4. Nach Ansicht des IV. Senats kommt in dem vom III. Senat offengelassenen Fall, d.h. wenn sich die Tätigkeit der Kapitalgesellschaft nach Einbringung ihres Betriebs in eine Personengesellschaft auf die Verwaltung der Mitunternehmerstellung an der auf-nehmenden Gesellschaft sowie das Halten der Beteiligung an der Komplementär-GmbH beschränkt, eine Verlustnutzung in Betracht.
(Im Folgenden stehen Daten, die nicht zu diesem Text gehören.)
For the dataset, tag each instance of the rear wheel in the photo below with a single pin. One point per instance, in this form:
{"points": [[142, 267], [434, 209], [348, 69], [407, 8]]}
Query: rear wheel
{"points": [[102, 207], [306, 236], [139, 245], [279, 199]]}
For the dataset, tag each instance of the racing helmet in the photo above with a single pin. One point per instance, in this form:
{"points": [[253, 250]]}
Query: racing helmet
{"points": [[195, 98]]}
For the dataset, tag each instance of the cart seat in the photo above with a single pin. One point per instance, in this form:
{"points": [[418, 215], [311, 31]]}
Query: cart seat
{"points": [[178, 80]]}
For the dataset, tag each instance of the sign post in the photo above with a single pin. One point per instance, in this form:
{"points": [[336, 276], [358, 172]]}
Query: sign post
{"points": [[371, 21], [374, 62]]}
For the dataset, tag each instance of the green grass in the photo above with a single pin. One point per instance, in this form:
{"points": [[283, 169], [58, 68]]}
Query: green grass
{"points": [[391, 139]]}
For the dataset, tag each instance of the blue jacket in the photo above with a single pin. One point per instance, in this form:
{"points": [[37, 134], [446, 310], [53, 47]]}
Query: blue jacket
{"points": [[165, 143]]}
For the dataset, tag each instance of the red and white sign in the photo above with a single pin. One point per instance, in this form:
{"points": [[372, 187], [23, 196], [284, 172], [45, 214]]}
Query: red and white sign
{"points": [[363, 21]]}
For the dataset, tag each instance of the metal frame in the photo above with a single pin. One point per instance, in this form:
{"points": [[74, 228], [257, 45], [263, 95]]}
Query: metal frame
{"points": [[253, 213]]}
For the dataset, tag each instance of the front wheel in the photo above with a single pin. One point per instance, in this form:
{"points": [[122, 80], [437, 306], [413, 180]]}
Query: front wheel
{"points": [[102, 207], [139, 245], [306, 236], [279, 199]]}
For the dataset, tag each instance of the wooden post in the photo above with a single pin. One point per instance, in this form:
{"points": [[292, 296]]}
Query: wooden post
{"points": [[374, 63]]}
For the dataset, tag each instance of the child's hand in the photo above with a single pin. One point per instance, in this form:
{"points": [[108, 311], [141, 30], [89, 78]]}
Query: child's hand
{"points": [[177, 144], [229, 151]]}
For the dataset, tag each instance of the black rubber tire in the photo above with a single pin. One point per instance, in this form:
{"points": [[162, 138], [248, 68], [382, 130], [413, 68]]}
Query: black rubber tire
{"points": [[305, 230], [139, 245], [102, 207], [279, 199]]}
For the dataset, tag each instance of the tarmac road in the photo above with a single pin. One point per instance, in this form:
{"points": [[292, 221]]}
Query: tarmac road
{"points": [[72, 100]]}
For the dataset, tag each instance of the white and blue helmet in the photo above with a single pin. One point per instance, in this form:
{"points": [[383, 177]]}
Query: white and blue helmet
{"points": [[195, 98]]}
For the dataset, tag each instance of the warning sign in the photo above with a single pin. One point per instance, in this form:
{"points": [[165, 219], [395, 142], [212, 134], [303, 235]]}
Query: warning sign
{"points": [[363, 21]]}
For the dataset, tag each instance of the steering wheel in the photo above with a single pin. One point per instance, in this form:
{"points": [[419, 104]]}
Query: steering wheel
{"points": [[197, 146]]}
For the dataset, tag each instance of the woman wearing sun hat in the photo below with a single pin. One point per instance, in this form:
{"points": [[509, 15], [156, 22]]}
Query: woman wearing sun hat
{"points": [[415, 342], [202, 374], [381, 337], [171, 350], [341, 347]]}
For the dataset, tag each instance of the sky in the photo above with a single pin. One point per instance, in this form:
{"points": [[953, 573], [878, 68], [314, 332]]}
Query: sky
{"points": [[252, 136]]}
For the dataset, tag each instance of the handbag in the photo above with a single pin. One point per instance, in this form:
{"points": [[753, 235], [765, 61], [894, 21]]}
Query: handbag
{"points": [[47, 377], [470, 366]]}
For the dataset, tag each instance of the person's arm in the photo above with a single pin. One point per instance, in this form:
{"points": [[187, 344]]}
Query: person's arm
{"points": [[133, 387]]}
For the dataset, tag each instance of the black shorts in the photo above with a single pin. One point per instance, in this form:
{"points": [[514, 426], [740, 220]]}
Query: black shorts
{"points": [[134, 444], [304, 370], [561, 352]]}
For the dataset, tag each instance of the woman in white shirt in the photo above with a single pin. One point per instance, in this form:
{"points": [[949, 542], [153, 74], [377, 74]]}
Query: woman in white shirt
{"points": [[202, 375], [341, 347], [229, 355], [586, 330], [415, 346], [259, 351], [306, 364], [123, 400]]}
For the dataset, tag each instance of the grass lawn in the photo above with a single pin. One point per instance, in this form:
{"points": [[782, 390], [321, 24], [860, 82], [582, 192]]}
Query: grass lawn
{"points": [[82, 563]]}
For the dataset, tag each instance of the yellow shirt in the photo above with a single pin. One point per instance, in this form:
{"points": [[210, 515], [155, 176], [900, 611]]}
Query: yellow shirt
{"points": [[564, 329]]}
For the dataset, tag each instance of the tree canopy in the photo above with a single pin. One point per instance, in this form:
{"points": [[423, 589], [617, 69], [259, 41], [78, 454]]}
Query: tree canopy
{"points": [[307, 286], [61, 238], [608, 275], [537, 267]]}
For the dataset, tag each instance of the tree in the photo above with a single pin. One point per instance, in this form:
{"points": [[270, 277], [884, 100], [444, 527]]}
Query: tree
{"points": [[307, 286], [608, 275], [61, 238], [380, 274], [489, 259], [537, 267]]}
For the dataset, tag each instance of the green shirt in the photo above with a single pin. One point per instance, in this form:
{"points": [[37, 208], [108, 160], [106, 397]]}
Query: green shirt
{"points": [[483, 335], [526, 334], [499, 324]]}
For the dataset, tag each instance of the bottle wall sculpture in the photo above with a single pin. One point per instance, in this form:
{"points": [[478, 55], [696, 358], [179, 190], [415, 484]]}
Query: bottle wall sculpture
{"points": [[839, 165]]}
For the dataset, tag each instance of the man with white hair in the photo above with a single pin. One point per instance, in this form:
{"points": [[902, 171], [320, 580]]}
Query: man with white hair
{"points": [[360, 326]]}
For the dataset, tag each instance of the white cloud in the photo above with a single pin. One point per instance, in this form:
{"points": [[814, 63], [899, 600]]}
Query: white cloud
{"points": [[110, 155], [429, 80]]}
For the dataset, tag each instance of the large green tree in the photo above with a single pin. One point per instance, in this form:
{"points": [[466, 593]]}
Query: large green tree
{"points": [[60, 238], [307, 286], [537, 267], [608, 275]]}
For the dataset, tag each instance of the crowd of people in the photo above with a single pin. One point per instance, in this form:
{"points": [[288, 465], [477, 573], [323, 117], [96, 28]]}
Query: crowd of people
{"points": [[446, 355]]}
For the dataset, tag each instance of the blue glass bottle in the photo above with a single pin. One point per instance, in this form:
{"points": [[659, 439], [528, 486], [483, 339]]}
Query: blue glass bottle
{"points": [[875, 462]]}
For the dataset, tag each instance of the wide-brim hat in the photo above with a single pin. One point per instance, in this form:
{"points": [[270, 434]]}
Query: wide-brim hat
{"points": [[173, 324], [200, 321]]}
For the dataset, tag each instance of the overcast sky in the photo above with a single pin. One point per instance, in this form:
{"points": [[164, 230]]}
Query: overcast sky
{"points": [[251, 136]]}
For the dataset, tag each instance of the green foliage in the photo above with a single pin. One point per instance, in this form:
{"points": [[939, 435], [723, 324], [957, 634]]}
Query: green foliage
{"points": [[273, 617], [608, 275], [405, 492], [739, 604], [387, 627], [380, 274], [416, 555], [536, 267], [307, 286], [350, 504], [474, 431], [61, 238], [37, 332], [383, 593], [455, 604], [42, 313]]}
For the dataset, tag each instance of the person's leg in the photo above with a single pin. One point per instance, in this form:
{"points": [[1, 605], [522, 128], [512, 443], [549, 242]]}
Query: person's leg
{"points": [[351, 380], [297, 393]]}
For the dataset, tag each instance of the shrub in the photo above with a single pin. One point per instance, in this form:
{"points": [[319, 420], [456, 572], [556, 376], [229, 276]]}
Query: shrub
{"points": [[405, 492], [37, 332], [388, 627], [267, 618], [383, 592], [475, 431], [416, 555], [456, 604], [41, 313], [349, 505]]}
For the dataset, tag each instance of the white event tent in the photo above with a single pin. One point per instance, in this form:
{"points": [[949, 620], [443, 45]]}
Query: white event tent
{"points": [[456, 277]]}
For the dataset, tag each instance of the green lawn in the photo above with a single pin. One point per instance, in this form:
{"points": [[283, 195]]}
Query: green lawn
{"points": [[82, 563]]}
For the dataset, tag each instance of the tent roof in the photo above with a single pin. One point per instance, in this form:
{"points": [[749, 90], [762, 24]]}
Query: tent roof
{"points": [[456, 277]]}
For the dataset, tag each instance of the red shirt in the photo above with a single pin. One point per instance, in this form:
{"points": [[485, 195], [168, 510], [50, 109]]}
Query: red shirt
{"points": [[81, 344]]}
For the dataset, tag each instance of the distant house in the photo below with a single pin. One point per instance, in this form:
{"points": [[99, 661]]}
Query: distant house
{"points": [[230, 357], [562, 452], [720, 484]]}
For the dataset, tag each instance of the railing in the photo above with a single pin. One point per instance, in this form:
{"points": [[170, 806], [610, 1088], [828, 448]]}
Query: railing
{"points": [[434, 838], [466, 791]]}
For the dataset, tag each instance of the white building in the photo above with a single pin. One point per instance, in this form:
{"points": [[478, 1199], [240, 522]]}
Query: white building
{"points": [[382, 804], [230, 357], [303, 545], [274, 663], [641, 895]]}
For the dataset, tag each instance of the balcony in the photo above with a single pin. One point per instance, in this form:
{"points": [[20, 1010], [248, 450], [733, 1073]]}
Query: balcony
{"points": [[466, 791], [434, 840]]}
Die Rechtsprechung, der zufolge der Abzug des Gewerbeverlustes bei Kapitalgesellschaften keine Unternehmensidentität voraussetzt, betrifft nur die Fälle, in denen die Kapitalgesellschaft nach Änderung der tatsächlichen Verhältnisse noch eine (geänderte) Tätigkeit entfaltet, nicht aber den Fall, dass sie keine (relevante) Tätigkeit mehr entfaltet.
5. Die Verwaltung der Mitunternehmeranteile, die die Kapitalgesellschaft durch die Einbringung ihres Betriebs in die Personengesellschaft erworben hat, stellt – bezogen auf das Merkmal der Unternehmensidentität – keine in diesem Sinne relevante Tätigkeit dar.
6. In dem Umfang, in dem auch Unternehmeridentität gegeben ist, kann daher eine Personengesellschaft, in die eine Kapitalgesellschaft ihren Betrieb eingebracht hat, den Verlustabzug der Kapitalgesellschaft nutzen, wenn diese sich fortan auf die Verwaltung ihrer Mitunternehmerstellung bei der Personengesellschaft beschränkt.